Using postgres as socket.io adapter in CloudSQL --...

miriamconnor · 07-29-2024 12:04 PM

Has anyone else seen this? I'm using a table in our CloudSQL postgres db as a socket.io adapter (we're using socket.io in a CloudRun service). We've found a couple of times that the adapter suddenly stops working and our socket messages get lost when Cloud Run scales up the number of instances. According to the socket.io documentation:

> The Postgres adapter relies on the NOTIFY and LISTEN commands.

I'm wondering if the notify/listen functionality stops working? Reads/writes in our other tables are working normally.

ms4446

The issue you're encountering with the Postgres adapter for socket.io in your Cloud Run service could be due to several factors, particularly related to the NOTIFY and LISTEN functionalities. Here are some potential causes and solutions.

First, consider connection limits. When Cloud Run scales up, new instances might open additional connections to your Postgres database. If the total number of connections exceeds the maximum allowed by your database instance, some connections may get dropped, disrupting the NOTIFY/LISTEN mechanism. To address this, check the maximum number of connections allowed in your Postgres configuration and ensure your Cloud Run instances do not exceed this limit. You might also consider increasing the max_connections parameter if feasible or using a connection pooler like pgBouncer, which can help manage and reuse database connections.
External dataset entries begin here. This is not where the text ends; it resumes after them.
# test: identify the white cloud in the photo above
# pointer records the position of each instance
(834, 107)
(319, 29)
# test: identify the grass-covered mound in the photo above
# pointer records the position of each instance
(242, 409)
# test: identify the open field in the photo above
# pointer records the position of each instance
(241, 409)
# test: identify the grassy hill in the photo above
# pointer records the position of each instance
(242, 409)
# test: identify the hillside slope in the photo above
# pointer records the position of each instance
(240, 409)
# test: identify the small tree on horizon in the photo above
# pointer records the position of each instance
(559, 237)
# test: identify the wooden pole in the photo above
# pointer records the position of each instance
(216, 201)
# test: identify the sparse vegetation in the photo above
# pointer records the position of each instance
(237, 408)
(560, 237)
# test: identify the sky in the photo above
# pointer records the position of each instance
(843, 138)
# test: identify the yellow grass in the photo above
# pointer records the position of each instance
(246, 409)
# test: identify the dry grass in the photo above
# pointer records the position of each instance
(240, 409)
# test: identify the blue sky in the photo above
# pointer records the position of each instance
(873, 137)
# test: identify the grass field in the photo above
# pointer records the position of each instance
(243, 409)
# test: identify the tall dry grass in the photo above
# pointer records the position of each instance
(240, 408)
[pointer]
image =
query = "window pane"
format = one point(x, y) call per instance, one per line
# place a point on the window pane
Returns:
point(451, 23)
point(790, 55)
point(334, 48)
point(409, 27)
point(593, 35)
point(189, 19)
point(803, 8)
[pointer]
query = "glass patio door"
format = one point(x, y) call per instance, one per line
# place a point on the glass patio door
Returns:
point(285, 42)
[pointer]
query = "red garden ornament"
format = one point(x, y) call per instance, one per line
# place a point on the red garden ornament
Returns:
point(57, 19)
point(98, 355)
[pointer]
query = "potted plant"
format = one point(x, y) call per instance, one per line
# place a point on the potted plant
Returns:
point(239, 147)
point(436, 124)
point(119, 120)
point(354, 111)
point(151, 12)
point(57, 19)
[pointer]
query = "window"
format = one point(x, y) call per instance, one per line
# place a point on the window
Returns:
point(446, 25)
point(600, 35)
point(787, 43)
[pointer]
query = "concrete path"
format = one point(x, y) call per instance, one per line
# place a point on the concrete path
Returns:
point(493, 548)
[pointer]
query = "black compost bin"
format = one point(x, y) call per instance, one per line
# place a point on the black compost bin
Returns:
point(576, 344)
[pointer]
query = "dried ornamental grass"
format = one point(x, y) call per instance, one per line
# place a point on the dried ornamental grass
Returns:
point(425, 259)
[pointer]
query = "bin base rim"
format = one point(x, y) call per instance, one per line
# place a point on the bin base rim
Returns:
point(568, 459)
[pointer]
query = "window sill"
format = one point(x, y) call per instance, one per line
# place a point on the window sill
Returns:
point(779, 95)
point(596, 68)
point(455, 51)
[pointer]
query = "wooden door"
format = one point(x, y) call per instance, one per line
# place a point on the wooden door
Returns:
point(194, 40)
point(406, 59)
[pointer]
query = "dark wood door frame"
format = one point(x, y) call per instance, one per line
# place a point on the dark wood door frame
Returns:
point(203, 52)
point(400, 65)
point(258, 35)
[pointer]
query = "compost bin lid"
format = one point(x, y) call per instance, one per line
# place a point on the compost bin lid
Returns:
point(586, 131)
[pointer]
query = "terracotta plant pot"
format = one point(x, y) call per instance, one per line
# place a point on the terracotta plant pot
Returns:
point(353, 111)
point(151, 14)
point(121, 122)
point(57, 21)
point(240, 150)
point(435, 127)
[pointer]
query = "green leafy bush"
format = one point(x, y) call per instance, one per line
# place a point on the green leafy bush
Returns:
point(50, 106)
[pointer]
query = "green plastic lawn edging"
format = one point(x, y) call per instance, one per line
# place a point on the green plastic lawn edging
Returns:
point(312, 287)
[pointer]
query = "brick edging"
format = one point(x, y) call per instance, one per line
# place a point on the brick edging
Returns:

Another factor could be idle connection timeouts. Cloud SQL may disconnect idle LISTEN commands after a period of inactivity. Implementing a keep-alive mechanism in your Cloud Run service, where simple queries are periodically sent, can help maintain these connections. This proactive approach ensures the connection remains active and functional.

Network latency and timeouts are also potential disruptors. Network issues or latency between your Cloud Run instances and Cloud SQL can interrupt the NOTIFY/LISTEN mechanism. Ensuring that your Cloud Run services and Cloud SQL instance are located in the same region can minimize latency. Additionally, monitoring for network-related issues or timeouts is essential to maintaining stable connections.

Postgres configuration settings can also impact the NOTIFY/LISTEN functionalities. Review your Postgres logs for any warnings or errors related to these commands and ensure the max_connections parameter is sufficiently high for your needs. Check if parameters like listen_addresses might be affecting the connection.

The scaling logic in your Cloud Run and the adapter implementation should be robust enough to handle new instances without losing messages. Review your Cloud Run scaling settings and ensure they are suitable for your workload. Explicitly renewing the LISTEN command periodically can help maintain its active listening state, adding another layer of reliability.

Extensive logging and monitoring are crucial for capturing when the NOTIFY/LISTEN functionality stops working. Implement logging to track when LISTEN commands are issued and NOTIFY messages are received. Utilize monitoring tools to track the health of your database connections and alert you to any issues promptly.

For enhanced reliability, consider integrating a message queue (like Pub/Sub or RabbitMQ) with the Postgres adapter. This approach can mitigate issues related to message delivery during scaling, ensuring that messages are queued and delivered reliably even if there are temporary connection disruptions.

By investigating these areas and implementing the suggested solutions, you should be able to identify and mitigate the issues causing the NOTIFY/LISTEN functionality to stop working in your Postgres adapter for socket.io.

miriamconnor

Hi again! I've tried out a few of the suggestions, and here's what I've found:

It appears that we are staying under our connection limits, so this is unlikely to be the case
It also appears that we have very frequent queries to the table in question, so it's unlikely that the connection has timed out (unless I'm misunderstanding the guidance for the keep-alive mechanism)
Our instances are located in the same region
I did not find any errors or warnings in our postgres logs related to the notify/listen commands
I wasn't easily able to figure out where to see the listen_addresses configuration. However, since the listen/notify command does work the majority of the time (which we can see because our app functions normally), I don't think that's the issue. (However, if you can point me to where I can view/change that setting, I can confirm).
Cloud run scaling seems to be working fine.
Some of the other suggestions aren't possible through the socket.io posgres adapter, since we don't have direct access to the listen/notify command to add logging or to add a message queue. We will enable query logging for our instance to see if there is anything of note going on with the listen/notify commands.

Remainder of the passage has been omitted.